Shakespeare a dit que l'aliéné, l'amoureux et le poète
Are of imagination all compact.
C'est en Angleterre que nous trouvons la preuve vivante de cette expression poétique du dramatiste anglais, dans la personne de Nathaniel Lee, né à la fin du dix-septième siècle.
Les compositions de Lee ont été louées par Addison. Ses vers sur la passion de l'amour prouvent qu'il la comprenait comme un esprit dérangé, et ses actes nous le montrent dans un si constant état de folie, qu'un soir qu'il composait un de ses drames dans sa cellule à Bedlam, un nuage venant à passer sur la lune qui l'éclairait pour écrire, il s'écria soudain: Jupiter, mouche la lune! Jove, snuff the moon!
Dryden, dans une lettre à Dennis, raconte que Lee répondit à un mauvais poète qui lui disait qu'il était facile d'écrire comme un fou: comme un sot, oui, mais comme un fou, non, It is very difficult to write like a madman, but it is very easy to write like a fool.
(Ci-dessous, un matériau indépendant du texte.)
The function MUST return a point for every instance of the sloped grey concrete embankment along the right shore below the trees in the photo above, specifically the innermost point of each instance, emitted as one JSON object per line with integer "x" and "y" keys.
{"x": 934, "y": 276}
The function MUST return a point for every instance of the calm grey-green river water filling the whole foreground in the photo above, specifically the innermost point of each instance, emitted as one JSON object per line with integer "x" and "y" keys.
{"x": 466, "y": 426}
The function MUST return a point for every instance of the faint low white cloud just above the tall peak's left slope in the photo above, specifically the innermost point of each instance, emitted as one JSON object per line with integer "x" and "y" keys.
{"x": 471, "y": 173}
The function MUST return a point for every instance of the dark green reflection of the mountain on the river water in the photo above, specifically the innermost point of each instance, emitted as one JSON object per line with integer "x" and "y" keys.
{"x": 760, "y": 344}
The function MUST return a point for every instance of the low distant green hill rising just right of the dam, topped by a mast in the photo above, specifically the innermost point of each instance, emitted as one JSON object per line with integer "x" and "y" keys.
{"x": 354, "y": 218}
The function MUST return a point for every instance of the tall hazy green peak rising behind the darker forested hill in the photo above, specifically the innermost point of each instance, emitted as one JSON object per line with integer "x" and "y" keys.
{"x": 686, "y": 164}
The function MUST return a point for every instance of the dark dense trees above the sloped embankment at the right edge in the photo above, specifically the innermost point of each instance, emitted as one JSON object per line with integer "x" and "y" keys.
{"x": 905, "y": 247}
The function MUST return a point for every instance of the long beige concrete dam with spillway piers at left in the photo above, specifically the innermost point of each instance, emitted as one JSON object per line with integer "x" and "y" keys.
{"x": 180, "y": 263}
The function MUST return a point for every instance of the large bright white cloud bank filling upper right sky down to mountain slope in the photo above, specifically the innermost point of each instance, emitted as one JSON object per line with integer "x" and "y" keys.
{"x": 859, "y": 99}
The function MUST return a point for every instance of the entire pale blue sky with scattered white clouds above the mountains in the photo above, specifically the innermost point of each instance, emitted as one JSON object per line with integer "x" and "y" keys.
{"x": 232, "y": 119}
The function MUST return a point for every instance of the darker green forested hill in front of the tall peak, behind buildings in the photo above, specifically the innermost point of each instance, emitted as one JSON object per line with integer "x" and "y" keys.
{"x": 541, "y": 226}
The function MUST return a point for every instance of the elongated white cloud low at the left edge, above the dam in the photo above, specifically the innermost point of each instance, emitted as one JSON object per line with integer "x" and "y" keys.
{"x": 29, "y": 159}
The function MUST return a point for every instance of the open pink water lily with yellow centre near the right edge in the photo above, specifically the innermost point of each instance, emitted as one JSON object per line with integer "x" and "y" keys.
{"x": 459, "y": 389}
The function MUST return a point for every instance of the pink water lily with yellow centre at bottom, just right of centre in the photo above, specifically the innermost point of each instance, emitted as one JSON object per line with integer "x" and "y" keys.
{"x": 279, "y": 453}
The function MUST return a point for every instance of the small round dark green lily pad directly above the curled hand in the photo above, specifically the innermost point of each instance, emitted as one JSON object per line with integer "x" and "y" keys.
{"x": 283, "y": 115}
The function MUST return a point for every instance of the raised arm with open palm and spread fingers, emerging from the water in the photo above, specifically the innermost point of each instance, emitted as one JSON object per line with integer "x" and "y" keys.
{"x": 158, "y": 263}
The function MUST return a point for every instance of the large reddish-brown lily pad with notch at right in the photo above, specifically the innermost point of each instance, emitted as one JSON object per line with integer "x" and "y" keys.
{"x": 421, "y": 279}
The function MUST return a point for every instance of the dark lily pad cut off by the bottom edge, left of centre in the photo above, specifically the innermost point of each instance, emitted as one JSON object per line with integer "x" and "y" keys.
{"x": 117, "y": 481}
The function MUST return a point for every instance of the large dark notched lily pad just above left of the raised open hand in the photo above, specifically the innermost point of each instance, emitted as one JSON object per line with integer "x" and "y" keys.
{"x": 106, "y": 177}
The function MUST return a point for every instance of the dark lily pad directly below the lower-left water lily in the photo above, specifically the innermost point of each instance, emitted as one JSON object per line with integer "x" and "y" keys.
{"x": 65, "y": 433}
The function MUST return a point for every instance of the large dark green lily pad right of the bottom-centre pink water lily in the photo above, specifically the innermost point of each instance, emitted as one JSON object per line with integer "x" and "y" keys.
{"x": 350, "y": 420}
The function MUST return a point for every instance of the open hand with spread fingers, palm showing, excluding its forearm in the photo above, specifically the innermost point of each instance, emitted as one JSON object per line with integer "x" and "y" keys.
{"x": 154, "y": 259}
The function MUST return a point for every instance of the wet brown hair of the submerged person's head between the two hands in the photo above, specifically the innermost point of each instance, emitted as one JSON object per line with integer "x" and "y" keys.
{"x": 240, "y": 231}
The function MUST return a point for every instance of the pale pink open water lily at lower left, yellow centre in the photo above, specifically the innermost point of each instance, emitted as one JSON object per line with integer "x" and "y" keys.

Il composa treize tragédies. Lorsqu'on dut l'enfermer, jeune encore, à Bedlam, il continua à écrire dans un style des plus ampoulés, mais on rencontre assez souvent dans ses écrits des passages qui témoignent d'une imagination puissante. Malgré ces éclairs de génie, on ne peut s'empêcher en le lisant, de sourire à la description de ses caractères impossibles, de ses sentiments extravagants, et de ses héros en dehors de toute vérité. Il mourut à 34 ans.
Si nous avons assez généralement l'idée qu'il y a de certains rapports entre la folie et les élucubrations des poètes, nous ne nous figurons guère l'auteur d'un livre d'érudition, devenir fou par amour.
Ce fut le sort d'Alexandre Cruden qui perdit la raison à la suite d'une passion malheureuse pour la fille d'un ecclésiastique de la ville d'Aberdeen en Ecosse.
Il n'avait guère que vingt ans, et ne recouvra jamais complètement l'esprit. Nous donnons dans ce volume sa Biographie détaillée.